[PATCH v2 2/4] On Discard either do Reset WP or Write Same

From: Shaun Tancheff
Date: Mon Aug 22 2016 - 00:32:34 EST


Based on the type of zone either perform a Reset WP
for Sequential zones or a Write Same for Conventional zones.

Also detect and handle the runt zone, if there is one.

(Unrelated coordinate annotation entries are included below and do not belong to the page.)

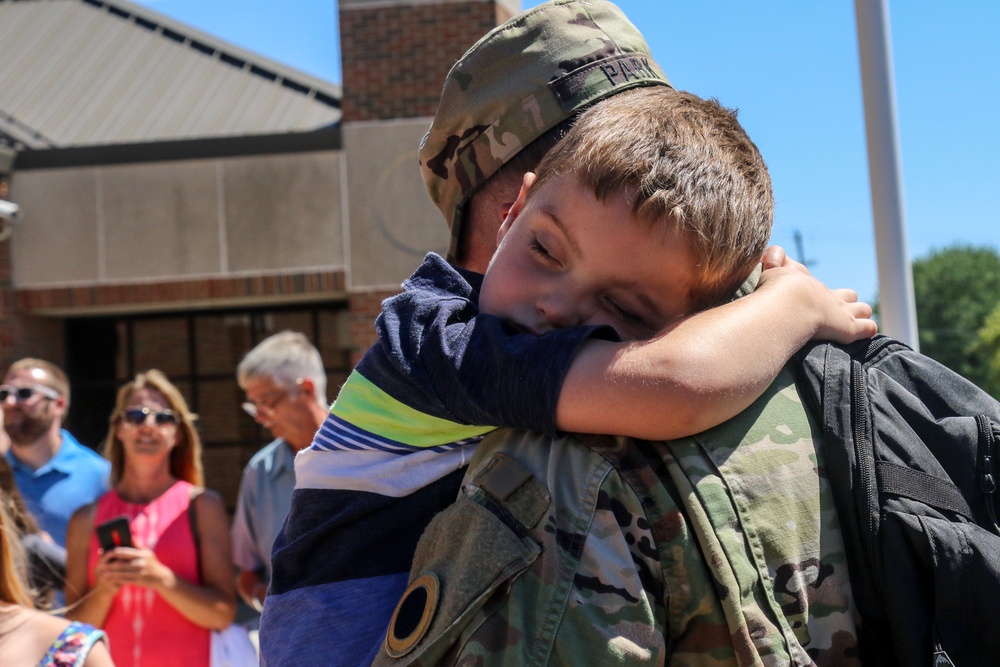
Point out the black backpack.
[799,336,1000,667]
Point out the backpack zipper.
[851,360,885,600]
[976,415,1000,535]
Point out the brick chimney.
[339,0,520,122]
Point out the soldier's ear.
[497,171,535,245]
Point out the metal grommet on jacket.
[385,572,441,658]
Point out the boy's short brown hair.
[532,86,774,307]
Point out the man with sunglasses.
[0,358,111,547]
[232,331,328,628]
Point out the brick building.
[0,0,518,505]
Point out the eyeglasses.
[0,384,61,403]
[122,408,180,426]
[240,378,304,419]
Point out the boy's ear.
[497,171,535,245]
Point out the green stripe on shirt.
[330,370,496,447]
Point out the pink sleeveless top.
[89,481,210,667]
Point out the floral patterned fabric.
[38,621,105,667]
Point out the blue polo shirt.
[7,429,111,547]
[232,438,295,582]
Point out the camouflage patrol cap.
[420,0,670,258]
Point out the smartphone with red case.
[97,516,132,551]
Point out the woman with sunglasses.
[66,370,236,667]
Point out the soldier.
[376,0,858,667]
[262,0,856,665]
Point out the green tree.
[913,245,1000,396]
[976,303,1000,398]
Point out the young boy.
[290,86,875,656]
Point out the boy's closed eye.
[531,236,555,262]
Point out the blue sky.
[139,0,1000,310]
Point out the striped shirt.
[260,254,616,667]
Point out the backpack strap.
[188,486,205,583]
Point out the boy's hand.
[758,264,878,343]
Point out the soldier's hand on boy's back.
[757,246,878,343]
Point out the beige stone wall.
[344,118,449,290]
[11,151,346,289]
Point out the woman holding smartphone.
[66,370,236,667]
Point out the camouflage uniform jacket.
[375,369,859,667]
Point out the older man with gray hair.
[232,331,327,612]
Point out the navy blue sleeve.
[358,255,618,436]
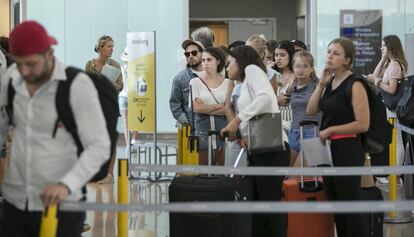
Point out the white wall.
[314,0,406,68]
[26,0,189,132]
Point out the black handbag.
[380,62,405,111]
[247,113,285,154]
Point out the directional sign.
[127,32,156,133]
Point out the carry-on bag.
[169,132,253,237]
[282,121,334,237]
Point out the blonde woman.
[85,35,123,91]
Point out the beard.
[24,58,50,85]
[188,60,201,68]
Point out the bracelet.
[58,182,72,194]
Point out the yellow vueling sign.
[127,32,156,133]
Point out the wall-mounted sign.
[125,32,156,133]
[339,10,382,75]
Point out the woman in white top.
[189,47,233,165]
[221,46,290,237]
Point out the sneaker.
[82,223,91,233]
[97,174,114,184]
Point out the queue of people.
[0,21,413,237]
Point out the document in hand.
[101,64,121,82]
[300,137,332,166]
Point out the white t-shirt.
[189,77,230,105]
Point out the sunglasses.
[184,50,198,58]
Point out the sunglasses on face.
[184,50,198,58]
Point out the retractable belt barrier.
[60,200,414,213]
[130,165,414,176]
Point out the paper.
[101,64,121,82]
[300,137,332,166]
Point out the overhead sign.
[340,10,382,75]
[127,32,156,133]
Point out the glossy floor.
[83,145,414,237]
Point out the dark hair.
[328,37,355,70]
[191,26,214,48]
[230,45,266,81]
[290,40,308,50]
[273,40,295,71]
[229,40,246,51]
[382,35,408,72]
[203,47,226,72]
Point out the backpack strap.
[5,78,16,126]
[52,67,83,156]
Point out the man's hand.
[40,184,70,207]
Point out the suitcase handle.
[299,120,318,127]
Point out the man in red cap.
[0,21,110,237]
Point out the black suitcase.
[361,186,384,237]
[169,131,253,237]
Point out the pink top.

One additional check is added to error on discard requests
that do not include all the active data in zone.
By way of example when the WP indicates that 2000 blocks
in the zone are in use and the discard indicated 1000 blocks
can be unmapped the discard should fail as a Reset WP will
unmap all the 2000 blocks in the zone.

Signed-off-by: Shaun Tancheff <shaun.tancheff@xxxxxxxxxxx>
---
drivers/scsi/sd.c | 45 ++++++-----------
drivers/scsi/sd.h | 9 ++--
drivers/scsi/sd_zbc.c | 135 +++++++++++++++++++++++++++++++++++---------------
3 files changed, 114 insertions(+), 75 deletions(-)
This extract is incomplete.